We shouldn’t blame the parents, the previous generations of interpreters and Deaf activists. Cuckoos are selected by evolution to be very good at what they do.
Best not to think about it too much and pretend it’s still ours.
4. The learners
“Power” and “authority” are related: authority is a mandate to exercise power. Authority is perhaps cousin to the concept of a “right”, in that it has to be conferred or at least ratified – without the plural will of the people, a voluntary gift of power, you cannot exercise authority, you do not have any rights. Despite what people say every day, rights can’t really be conferred by individuals on the spot, and authority isn’t immanent unless you believe in the supernaturally-derived right of kings.
There is another sense of authority linked to knowledge – we talk about “being an authority” on a topic or field, such as interpreting or stamp collecting.

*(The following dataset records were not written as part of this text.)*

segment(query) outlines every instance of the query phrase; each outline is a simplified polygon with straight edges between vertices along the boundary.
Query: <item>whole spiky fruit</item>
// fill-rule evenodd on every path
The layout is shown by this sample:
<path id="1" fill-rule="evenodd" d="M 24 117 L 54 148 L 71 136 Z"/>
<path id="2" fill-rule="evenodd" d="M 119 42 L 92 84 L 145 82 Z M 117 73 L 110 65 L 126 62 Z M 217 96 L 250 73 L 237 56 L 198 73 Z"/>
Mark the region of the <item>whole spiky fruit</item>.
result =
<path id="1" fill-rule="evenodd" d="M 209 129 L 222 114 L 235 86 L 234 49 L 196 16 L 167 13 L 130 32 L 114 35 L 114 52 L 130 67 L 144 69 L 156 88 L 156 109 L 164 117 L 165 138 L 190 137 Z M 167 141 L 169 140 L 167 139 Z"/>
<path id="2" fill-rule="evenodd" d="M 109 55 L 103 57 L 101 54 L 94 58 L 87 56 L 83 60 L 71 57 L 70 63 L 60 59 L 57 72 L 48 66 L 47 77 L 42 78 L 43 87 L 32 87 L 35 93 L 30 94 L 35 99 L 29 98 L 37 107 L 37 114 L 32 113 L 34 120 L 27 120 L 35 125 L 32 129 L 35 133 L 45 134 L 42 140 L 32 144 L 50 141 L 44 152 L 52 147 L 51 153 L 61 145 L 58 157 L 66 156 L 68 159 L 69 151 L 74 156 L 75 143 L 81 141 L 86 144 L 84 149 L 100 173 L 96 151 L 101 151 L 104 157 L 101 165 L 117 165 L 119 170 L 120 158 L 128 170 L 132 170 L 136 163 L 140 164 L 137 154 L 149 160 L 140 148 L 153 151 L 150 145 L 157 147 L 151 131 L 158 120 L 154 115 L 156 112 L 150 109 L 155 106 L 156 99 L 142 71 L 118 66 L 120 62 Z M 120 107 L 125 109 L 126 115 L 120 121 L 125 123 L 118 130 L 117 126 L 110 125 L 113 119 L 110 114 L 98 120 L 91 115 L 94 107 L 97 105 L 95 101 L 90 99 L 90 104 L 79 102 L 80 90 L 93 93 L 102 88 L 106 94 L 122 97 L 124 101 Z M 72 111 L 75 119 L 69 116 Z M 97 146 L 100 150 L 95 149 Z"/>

You become one through long study and practice and being an effective teacher: hearts and minds. Like good interpreting, good teaching relies on trust. No trust, no authority.
If what you’re trying to teach is keenly personal, a part of your own identity, a perceived loss of authority is going to hurt. People do strange things when they’re bereaved. It can explain, if not fully excuse, such things as hunting for scapegoats to explain language change (in what other setting would it be considered remotely sane to suggest that students don’t discuss their studies with each other but only consult prescribed authority figures?) and the destructive warring of rival professional membership bodies. For myself, the state of the interpreting profession only makes any kind of sense if it’s framed as pain. Loss of authority: loss of trust.
The Deaf community and hearing interpreters have clashed in the past and will probably clash again. But they have this in common: they do not have the power to decide what they learn or how they learn it, unless they take that power for themselves. We are merely raw material for the use and profit of the education industry. The curriculum is decided on our behalf, far away. We practically force Deaf learners like bricks through the hearing-shaped holes of Functional Skills programmes that are ludicrous in the context of a visual language modality; we teach new languages and interpreting by ticking off a dizzying grid of criteria in an exercise that was originally designed for master carpenters and commercial metalworkers. Deaf adults don’t decide what they learn: hearing adults do. Baby interpreters don’t decide what to learn or have any real choice in how and where they learn it: the Industry chooses for them for its own benefit regardless of what might be more useful or effective. In this domain, the power is not merely hidden but actually invisible.
And for both groups, when the curriculum and methods are shown to be problematic, it’s suggested that we fake it. In this lurid 1970s cocktail of rote learning and puppetry, “outcome” is now a dialect term for money.
Best not to think about it too much. Like any other pain, it’ll feel better when it’s over.